In tempi più recenti, nel 1915: “Istruitevi, perché avremo bisogno di tutta la vostra intelligenza” l’ha scritto Antonio Gramsci, che certamente di destra non era, come motto del suo giornale appena fondato. Frase fulminante che mi annotai sul diario, al liceo, perché conteneva un messaggio cardinale e un imperativo categorico: solo l’istruzione accurata, profonda e appassionata allena l’intelligenza ad esprimersi ai maggiori livelli. Intelligenza intesa nel senso etimologico (inter-legere) di capacità di cogliere i nessi esistenti tra i vari momenti dell’esperienza di vita. In tempi bui di dittatura, quest’uomo straordinario, dalla vita dolente e sofferta fin da bambino, anche per l’estrema povertà, vedeva nell’istruzione la vera via dell’emancipazione da destini di sfruttamento e sudditanza.

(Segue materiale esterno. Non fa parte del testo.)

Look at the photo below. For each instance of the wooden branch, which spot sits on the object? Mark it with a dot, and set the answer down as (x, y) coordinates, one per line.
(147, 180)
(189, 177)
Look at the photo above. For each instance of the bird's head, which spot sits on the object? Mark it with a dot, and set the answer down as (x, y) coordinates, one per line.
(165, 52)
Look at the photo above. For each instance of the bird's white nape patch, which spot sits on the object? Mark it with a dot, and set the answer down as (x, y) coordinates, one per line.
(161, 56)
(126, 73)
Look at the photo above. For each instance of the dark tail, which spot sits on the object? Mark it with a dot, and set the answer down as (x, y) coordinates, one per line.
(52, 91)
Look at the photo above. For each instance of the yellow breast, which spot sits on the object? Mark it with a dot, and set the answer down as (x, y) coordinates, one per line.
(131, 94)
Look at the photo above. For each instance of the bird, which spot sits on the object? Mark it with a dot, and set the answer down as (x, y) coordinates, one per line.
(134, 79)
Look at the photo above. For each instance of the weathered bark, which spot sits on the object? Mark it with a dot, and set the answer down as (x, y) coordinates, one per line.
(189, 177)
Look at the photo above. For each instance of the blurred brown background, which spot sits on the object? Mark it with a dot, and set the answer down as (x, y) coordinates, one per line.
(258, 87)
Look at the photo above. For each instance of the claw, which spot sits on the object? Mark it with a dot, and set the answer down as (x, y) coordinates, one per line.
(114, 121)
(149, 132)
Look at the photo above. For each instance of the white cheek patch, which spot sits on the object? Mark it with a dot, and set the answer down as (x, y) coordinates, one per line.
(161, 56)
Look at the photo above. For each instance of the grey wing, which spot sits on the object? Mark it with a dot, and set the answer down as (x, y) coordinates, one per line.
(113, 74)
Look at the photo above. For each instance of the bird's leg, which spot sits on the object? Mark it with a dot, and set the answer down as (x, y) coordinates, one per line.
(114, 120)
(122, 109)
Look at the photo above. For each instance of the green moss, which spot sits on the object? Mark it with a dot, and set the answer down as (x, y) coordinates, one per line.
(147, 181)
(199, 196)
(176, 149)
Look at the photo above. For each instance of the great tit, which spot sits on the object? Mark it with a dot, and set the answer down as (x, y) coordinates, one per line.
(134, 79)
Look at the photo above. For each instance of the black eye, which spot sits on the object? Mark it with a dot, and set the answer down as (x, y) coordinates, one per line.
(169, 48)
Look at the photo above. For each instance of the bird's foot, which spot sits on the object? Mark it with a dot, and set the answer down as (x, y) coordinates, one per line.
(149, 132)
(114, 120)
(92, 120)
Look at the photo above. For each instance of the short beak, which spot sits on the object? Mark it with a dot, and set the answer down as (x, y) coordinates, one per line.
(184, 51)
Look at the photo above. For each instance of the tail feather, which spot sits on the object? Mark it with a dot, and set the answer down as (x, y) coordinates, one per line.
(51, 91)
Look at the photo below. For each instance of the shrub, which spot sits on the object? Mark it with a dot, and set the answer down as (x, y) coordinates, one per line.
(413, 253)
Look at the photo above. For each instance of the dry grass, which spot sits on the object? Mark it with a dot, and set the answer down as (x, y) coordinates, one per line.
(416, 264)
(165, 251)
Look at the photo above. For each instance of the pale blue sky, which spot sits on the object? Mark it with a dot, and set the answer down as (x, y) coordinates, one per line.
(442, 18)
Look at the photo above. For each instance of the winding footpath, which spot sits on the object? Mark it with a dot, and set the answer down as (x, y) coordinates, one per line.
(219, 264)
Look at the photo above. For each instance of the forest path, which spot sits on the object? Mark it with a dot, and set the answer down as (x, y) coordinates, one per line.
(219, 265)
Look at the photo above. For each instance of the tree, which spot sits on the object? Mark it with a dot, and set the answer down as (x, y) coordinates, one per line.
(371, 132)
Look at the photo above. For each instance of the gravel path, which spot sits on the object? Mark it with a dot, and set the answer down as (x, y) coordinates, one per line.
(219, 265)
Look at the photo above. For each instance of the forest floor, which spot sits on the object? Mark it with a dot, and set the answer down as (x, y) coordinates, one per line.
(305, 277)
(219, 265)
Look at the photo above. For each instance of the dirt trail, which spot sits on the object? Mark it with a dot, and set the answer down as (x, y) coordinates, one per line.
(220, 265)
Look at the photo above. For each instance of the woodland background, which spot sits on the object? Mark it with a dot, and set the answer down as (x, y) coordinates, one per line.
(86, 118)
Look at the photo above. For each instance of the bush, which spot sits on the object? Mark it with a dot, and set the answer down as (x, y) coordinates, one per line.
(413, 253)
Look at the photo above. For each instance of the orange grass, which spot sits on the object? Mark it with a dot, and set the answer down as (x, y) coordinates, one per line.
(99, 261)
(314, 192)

Come sta oggi la nostra università? Aperta quasi a tutti, è ai minimi storici della credibilità, della capacità educativa e di formazione professionale, affondata (con lodevoli eccezioni) nella paludi dell’indifferenza, del clientelismo e dell’accidia culturale. Invece che il fiore all’occhiello del Paese, dove si formano i giovani che nutriranno il nostro futuro, è diventata un bubbone dolente. Che deve essere inciso (ubi pus, ibi evacuat) e curato per recuperare slancio, entusiasmo, freschezza, passione per la cultura e rigorosa meritocrazia. Ci sta provando Mariastella Gelmini, che con Renato Brunetta si è presa l’onere di cercare di sanare le due piaghe più incancrenite del Paese: istruzione e pubblica amministrazione. Il putiferio scatenato da questo impegno trasformativo è sotto gli occhi di tutti. Certo, i nostri ministri qualche errore lo stanno facendo. D’altra parte, solo chi non fa nulla non sbaglia mai, e non c’è dubbio che i bubboni si siano incancreniti anche a causa di tanti lassismi ed errori precedenti.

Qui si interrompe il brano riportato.